Text: Artificial Intelligence: A Modern Approach, Second Edition, (Prentice-Hall, ISBN 0-13-790395-2)
Authors: Stuart Russell and Peter Norvig
This is a combined senior-level and graduate course in artificial intelligence (AI), a computational study of intelligent behavior. The focus will be on intelligent agents, which could be software agents or robots. How agents decide what to do, and how they learn from experience in the world, will be covered.
COSC 3020.
I. AGENTS:
Introduction to AI (Chapter 1)
Agents (Chapter 2)
Robots (25.1-25.2)
Multiple Agents
II. MACHINE LEARNING FOR AGENTS:
Reinforcement learning (Read 21.3, but since we are jumping ahead, don't worry if you don't understand it all. The lecture should clarify the material.)

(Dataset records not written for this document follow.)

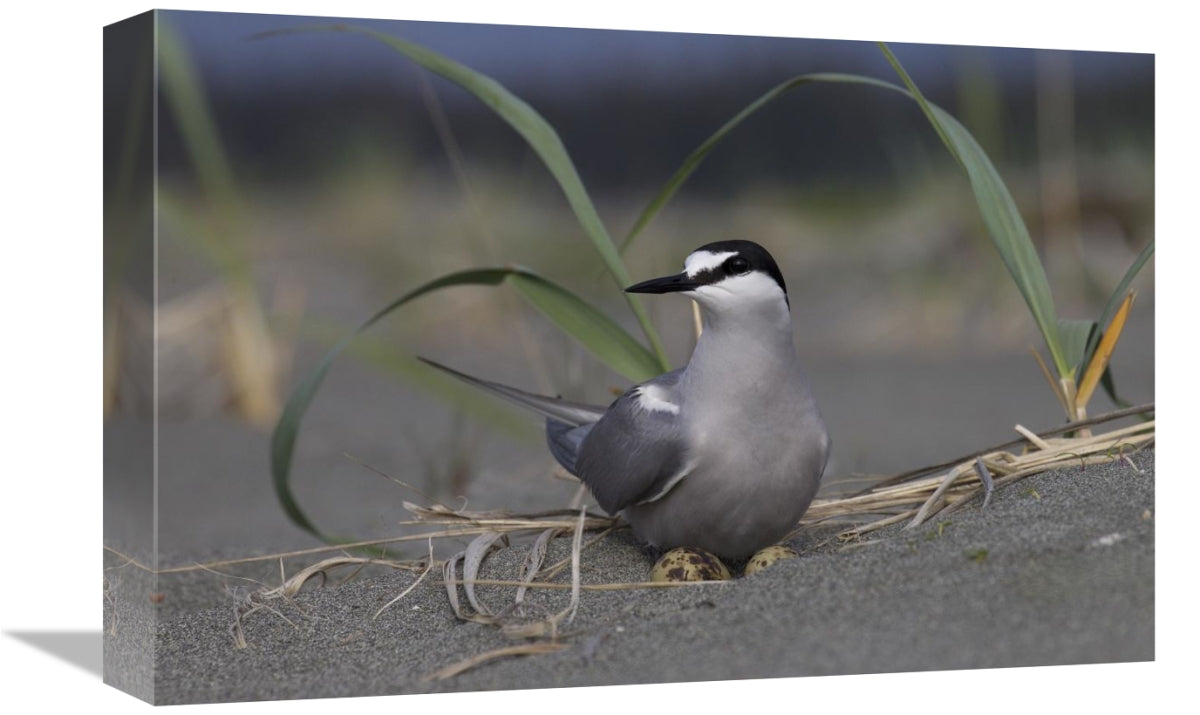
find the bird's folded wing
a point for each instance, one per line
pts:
(633, 454)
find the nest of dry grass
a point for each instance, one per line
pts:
(913, 497)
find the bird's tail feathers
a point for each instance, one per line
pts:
(574, 414)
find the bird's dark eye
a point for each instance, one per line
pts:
(737, 265)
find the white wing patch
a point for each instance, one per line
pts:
(655, 398)
(703, 260)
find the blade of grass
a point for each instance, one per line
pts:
(1115, 301)
(190, 108)
(541, 138)
(1104, 352)
(996, 205)
(1003, 221)
(592, 328)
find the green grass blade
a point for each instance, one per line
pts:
(592, 328)
(185, 96)
(694, 160)
(541, 138)
(1000, 215)
(1075, 335)
(1119, 294)
(996, 205)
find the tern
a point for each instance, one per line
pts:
(723, 455)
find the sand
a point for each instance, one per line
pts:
(1057, 569)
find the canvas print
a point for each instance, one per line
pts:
(461, 356)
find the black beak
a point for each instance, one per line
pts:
(665, 284)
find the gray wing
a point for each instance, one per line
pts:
(633, 454)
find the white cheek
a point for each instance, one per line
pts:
(703, 260)
(751, 289)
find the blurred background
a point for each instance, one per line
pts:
(305, 180)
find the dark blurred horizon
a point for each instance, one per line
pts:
(631, 104)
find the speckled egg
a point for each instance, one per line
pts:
(768, 557)
(689, 564)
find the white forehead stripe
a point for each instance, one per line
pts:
(654, 398)
(703, 260)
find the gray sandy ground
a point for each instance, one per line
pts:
(1059, 569)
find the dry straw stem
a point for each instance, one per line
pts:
(922, 498)
(483, 658)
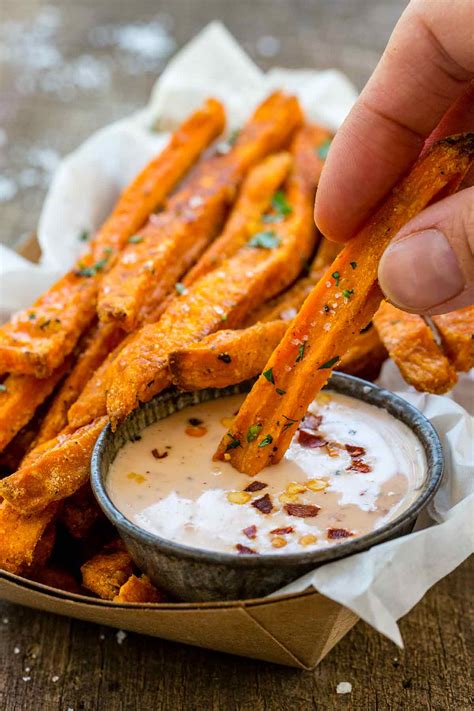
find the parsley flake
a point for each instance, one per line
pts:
(253, 432)
(234, 443)
(268, 374)
(265, 240)
(300, 355)
(329, 363)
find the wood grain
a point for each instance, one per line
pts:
(95, 672)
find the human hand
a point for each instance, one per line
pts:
(422, 89)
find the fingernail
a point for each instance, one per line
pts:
(420, 271)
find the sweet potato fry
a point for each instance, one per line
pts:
(193, 217)
(334, 313)
(226, 357)
(36, 341)
(254, 199)
(139, 590)
(101, 340)
(457, 336)
(224, 295)
(56, 474)
(411, 345)
(80, 512)
(106, 572)
(20, 396)
(20, 534)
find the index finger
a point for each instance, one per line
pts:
(426, 67)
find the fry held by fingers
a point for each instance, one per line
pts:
(333, 314)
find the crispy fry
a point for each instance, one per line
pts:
(101, 340)
(19, 535)
(457, 335)
(139, 590)
(80, 512)
(21, 395)
(56, 474)
(253, 200)
(334, 313)
(411, 345)
(106, 572)
(226, 357)
(225, 295)
(36, 341)
(178, 236)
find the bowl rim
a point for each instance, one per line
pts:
(368, 392)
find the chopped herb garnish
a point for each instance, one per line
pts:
(253, 432)
(264, 240)
(289, 423)
(268, 439)
(300, 355)
(93, 269)
(329, 363)
(234, 443)
(280, 204)
(323, 149)
(268, 374)
(271, 218)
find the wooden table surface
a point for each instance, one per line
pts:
(66, 69)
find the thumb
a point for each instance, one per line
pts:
(429, 266)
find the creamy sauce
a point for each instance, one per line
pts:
(350, 468)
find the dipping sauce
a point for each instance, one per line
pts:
(351, 468)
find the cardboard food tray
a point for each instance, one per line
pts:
(296, 630)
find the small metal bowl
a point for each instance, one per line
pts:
(193, 574)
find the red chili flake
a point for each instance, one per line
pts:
(282, 531)
(311, 422)
(159, 455)
(310, 440)
(264, 505)
(250, 531)
(358, 465)
(335, 533)
(244, 549)
(302, 510)
(355, 451)
(255, 486)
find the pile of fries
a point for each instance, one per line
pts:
(208, 263)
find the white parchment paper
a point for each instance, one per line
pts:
(385, 582)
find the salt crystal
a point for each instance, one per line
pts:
(344, 687)
(121, 635)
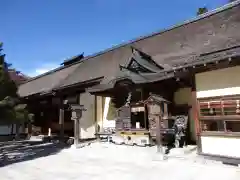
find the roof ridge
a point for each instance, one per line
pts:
(197, 18)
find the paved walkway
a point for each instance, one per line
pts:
(108, 161)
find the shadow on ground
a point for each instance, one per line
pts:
(14, 152)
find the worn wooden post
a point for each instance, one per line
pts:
(76, 116)
(61, 121)
(158, 134)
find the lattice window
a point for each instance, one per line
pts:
(220, 114)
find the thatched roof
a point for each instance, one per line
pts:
(177, 46)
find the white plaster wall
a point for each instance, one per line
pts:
(6, 129)
(88, 122)
(221, 146)
(184, 96)
(218, 82)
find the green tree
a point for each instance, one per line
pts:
(202, 10)
(12, 111)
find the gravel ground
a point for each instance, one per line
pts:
(104, 161)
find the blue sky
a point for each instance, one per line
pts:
(40, 34)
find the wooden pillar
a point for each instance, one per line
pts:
(195, 113)
(76, 116)
(77, 133)
(158, 131)
(61, 121)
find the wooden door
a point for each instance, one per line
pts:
(124, 118)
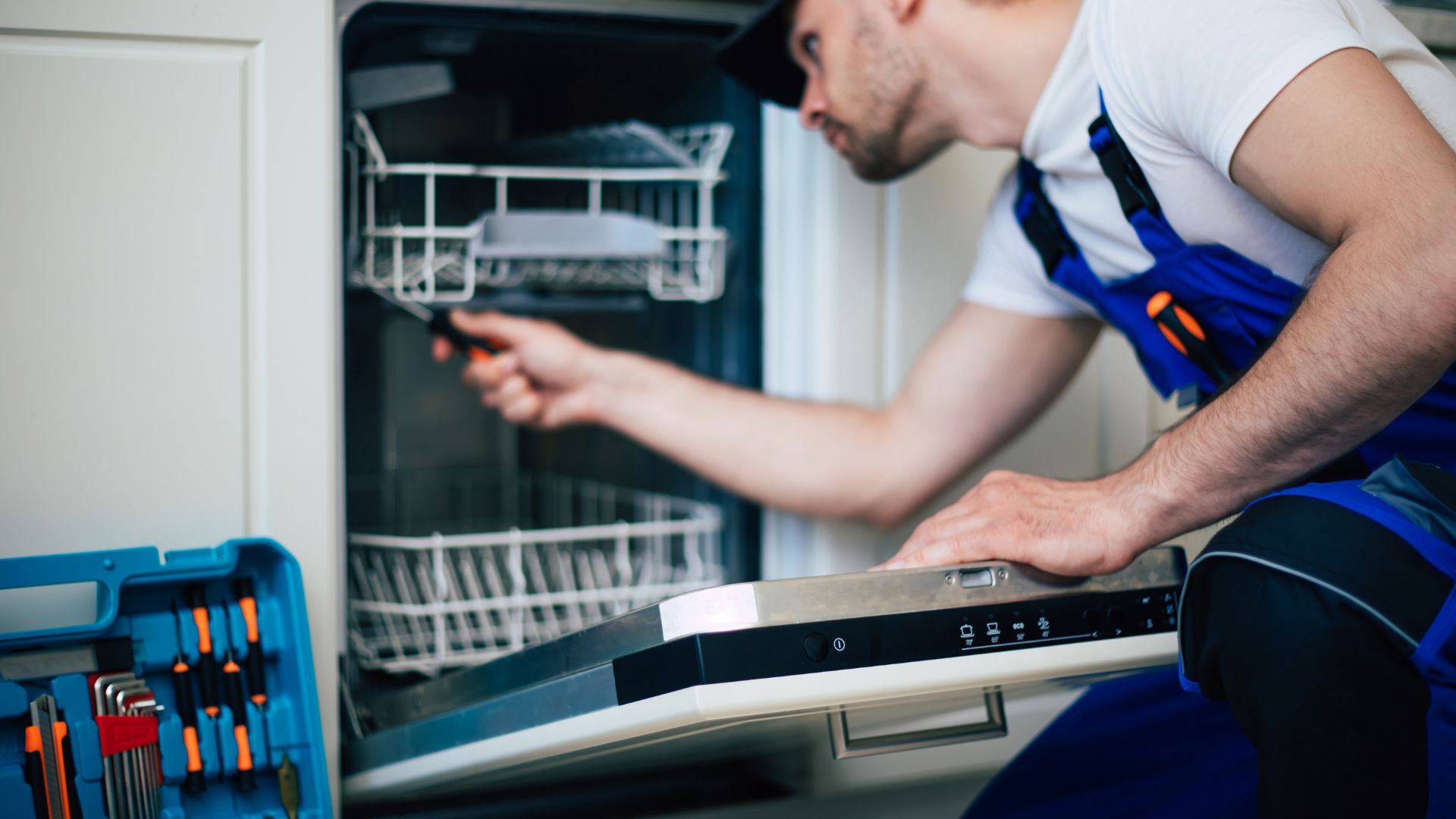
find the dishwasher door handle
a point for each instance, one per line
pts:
(846, 746)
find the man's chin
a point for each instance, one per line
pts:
(875, 169)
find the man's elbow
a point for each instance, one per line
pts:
(889, 510)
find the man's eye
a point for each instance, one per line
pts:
(810, 44)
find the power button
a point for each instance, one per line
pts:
(816, 646)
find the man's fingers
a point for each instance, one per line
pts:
(523, 410)
(940, 553)
(513, 388)
(492, 372)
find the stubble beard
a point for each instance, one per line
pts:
(893, 89)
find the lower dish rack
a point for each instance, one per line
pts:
(456, 569)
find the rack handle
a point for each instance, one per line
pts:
(846, 748)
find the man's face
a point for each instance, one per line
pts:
(862, 85)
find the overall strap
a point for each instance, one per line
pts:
(1040, 222)
(1133, 191)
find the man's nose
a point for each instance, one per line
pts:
(813, 110)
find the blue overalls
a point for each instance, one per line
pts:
(1196, 318)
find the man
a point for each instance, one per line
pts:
(1187, 165)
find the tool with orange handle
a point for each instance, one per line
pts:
(256, 686)
(196, 781)
(1187, 335)
(468, 346)
(234, 689)
(187, 708)
(206, 661)
(49, 765)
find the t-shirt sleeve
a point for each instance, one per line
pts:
(1199, 72)
(1008, 273)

III. DISCUSSION OF TERM PROJECT TOPICS
IV. AGENT EVALUATION, PART I:
Background: Probability (13.1-13.5)
Experimental methodology
V. SEARCH:
Search (3.1-3.3)
Uninformed search (3.4-3.7)
Informed (heuristic) search (4.1-4.2)
Hill climbing; Stochastic search (Simulated annealing, genetic algorithms) (4.3-4.6)
VI. APPLICATIONS OF SEARCH:
Intro to planning.
Intro to games.
VII. STOCHASTIC MODELS:
Background: Conditional probability (13.1-13.8)
Bayesian (belief) networks (Chapter 14)
VIII. NEURAL MODELS:
Neural networks and perceptrons (20.5, but we will not cover neural network learning)
IX. AGENT EVALUATION, PART II:
Statistical significance tests
X. IF THERE IS TIME REMAINING, WE WILL DISCUSS INTERESTING TOPICS ON AI
For students who are interested in studying more about robotic and software agents, Dr. Spears also teaches another course on this topic: Modern Robots and Softbots, course syllabus.
For students who are interested in studying more about machine learning, Dr. Spears teaches a course on this topic: Machine Learning course syllabus.
One term project is required, to be done as part of a team. You need to start as early as possible and work steadily on it all semester in order to finish in time.
Term project proposals: due date TBD.
Final term project presentations and demos: due date TBD. A final writeup of the project is required. A sample writeup is a handout.
There will be multiple written and programming homework assignments, to be done individually. Late homework will lose 20% credit each class period it is late.
There will be a midterm and a final exam.
The various required work in this class will be counted towards your final grade as follows:
Term project - 35%
Written homework - 20%
Midterm exam - 20%
Final exam - 25%
Grading will be on a curve. Work is due at the beginning of class, and late work is accepted for a few days, or until a solution is distributed, at a substantial reduction in credit (see above). Returned work should be kept for verification of records.
The professor reserves the right to alter the grading scheme or to take extenuating circumstances into account when assigning grades. Discussion of the course material among students is encouraged, although students are expected to write up their own assignments and programs. Copying code, homework solutions, or exam material from any source at all (unless explicitly permitted by the instructor) will most likely result in failing the course. Academic dishonesty will be treated in accordance with the strictest university standards. Students are urged to read University regulation 803 , section 3 defines academic dishonesty.